À l’image de l’oeuvre du designer, il cache, sous une simplicité radicale, une minutieuse recherche, et prolonge la passion du designer pour les bibliothèques, offrant une passerelle inédite entre littérature et design.

Merci Gonzalo Borondo

Commande phare de la saison Liberté !, l’œuvre Merci de Gonzalo Borondo se déploie avec une incroyable force immersive, questionnant notre rapport complexe et contradictoire à la nature, à travers un déplacement du végétal au sein de l’espace symbolique du temple des Chartrons. Construit en 1832 et fermé depuis 35 ans, le Temple des Chartrons sert en effet d’écrin à l’un des projets les plus singuliers de la saison, vaste cosmologie invitant le public à pénétrer dans l’univers poétique et sensible de Gonzalo Borondo.

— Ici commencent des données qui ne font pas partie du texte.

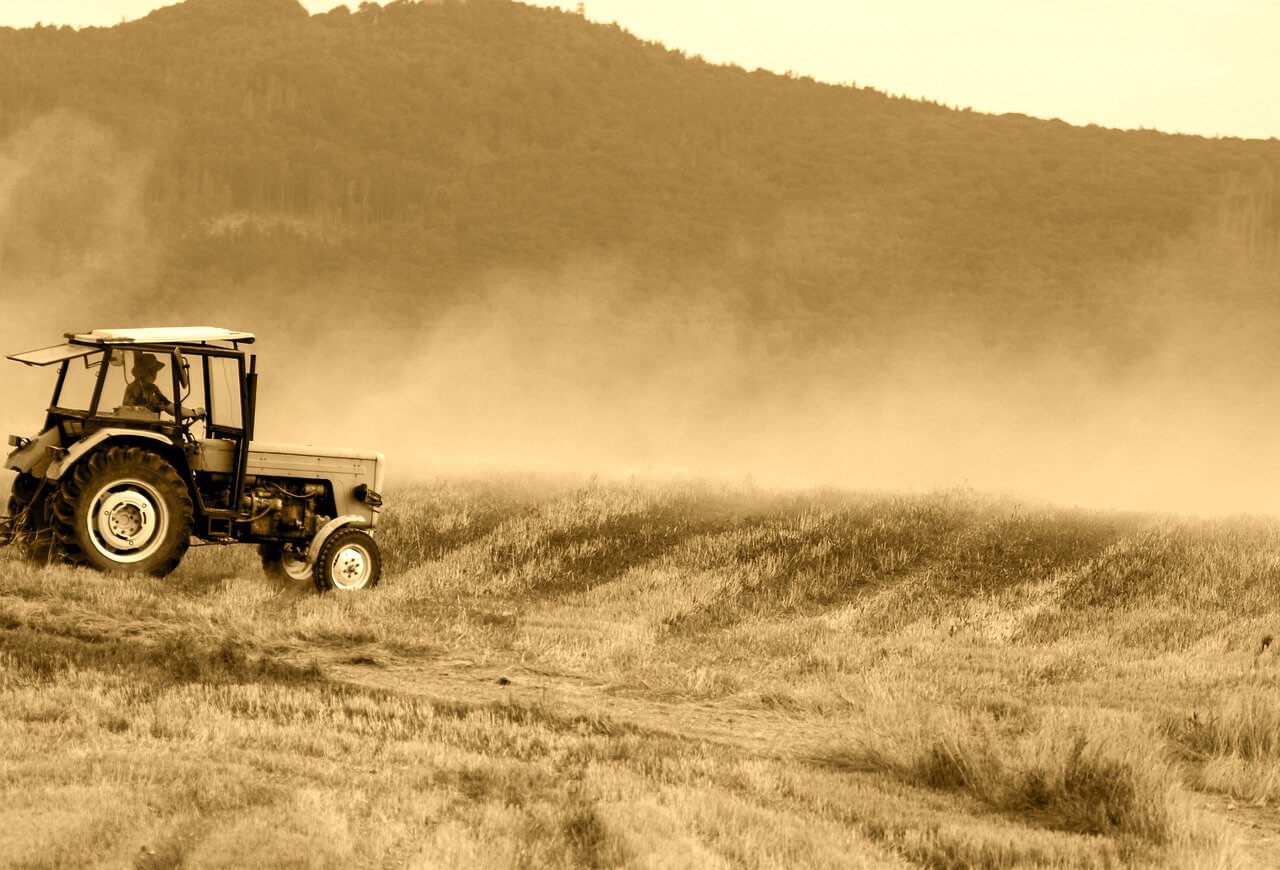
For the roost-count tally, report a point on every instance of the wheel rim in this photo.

Familier des œuvres monumentales, le jeune artiste espagnol, issu de l’art urbain, confronte les résonances psychologiques du temple à l’introduction, la sanctuarisation et aussi le sacrifice des plantes, dont la lente transformation est partie intégrante du spectacle. À travers une série de juxtapositions de peintures, de gravures, d’images vidéo, de sculptures, de jeux de perspective et de changements d’échelles spatiales et temporelles, un parcours à la fois sensoriel et métaphysique propose une lecture multiple.

En écho à cette œuvre majeure, la ville et son patrimoine servent également de terrain de jeu esthétique à de multiples clins d’œil de l’artiste.

Entre-deux-Vagues Alexandre Chamelat

La Ville de Bordeaux et le Centre des monuments nationaux dévoilent, au sein de la cour Mably, puis à l’abbaye de La Sauve-Majeure, une série photographique (spécialement commandée pour la saison culturelle) d’Alexandre Chamelat, lauréat du concours photographique créé pour Paysages Bordeaux 2017 avec l’agence Magnum.

Auteur d’une des images phares de la programmation, mettant en lumière un surfeur face à l’océan, le photographe porte son regard entre Bordeaux et l’océan, révélant, entre terres et espaces aquatiques, de l’estuaire à l’Entre-deux-Mers et le long des rivages océaniques, une mosaïque du territoire.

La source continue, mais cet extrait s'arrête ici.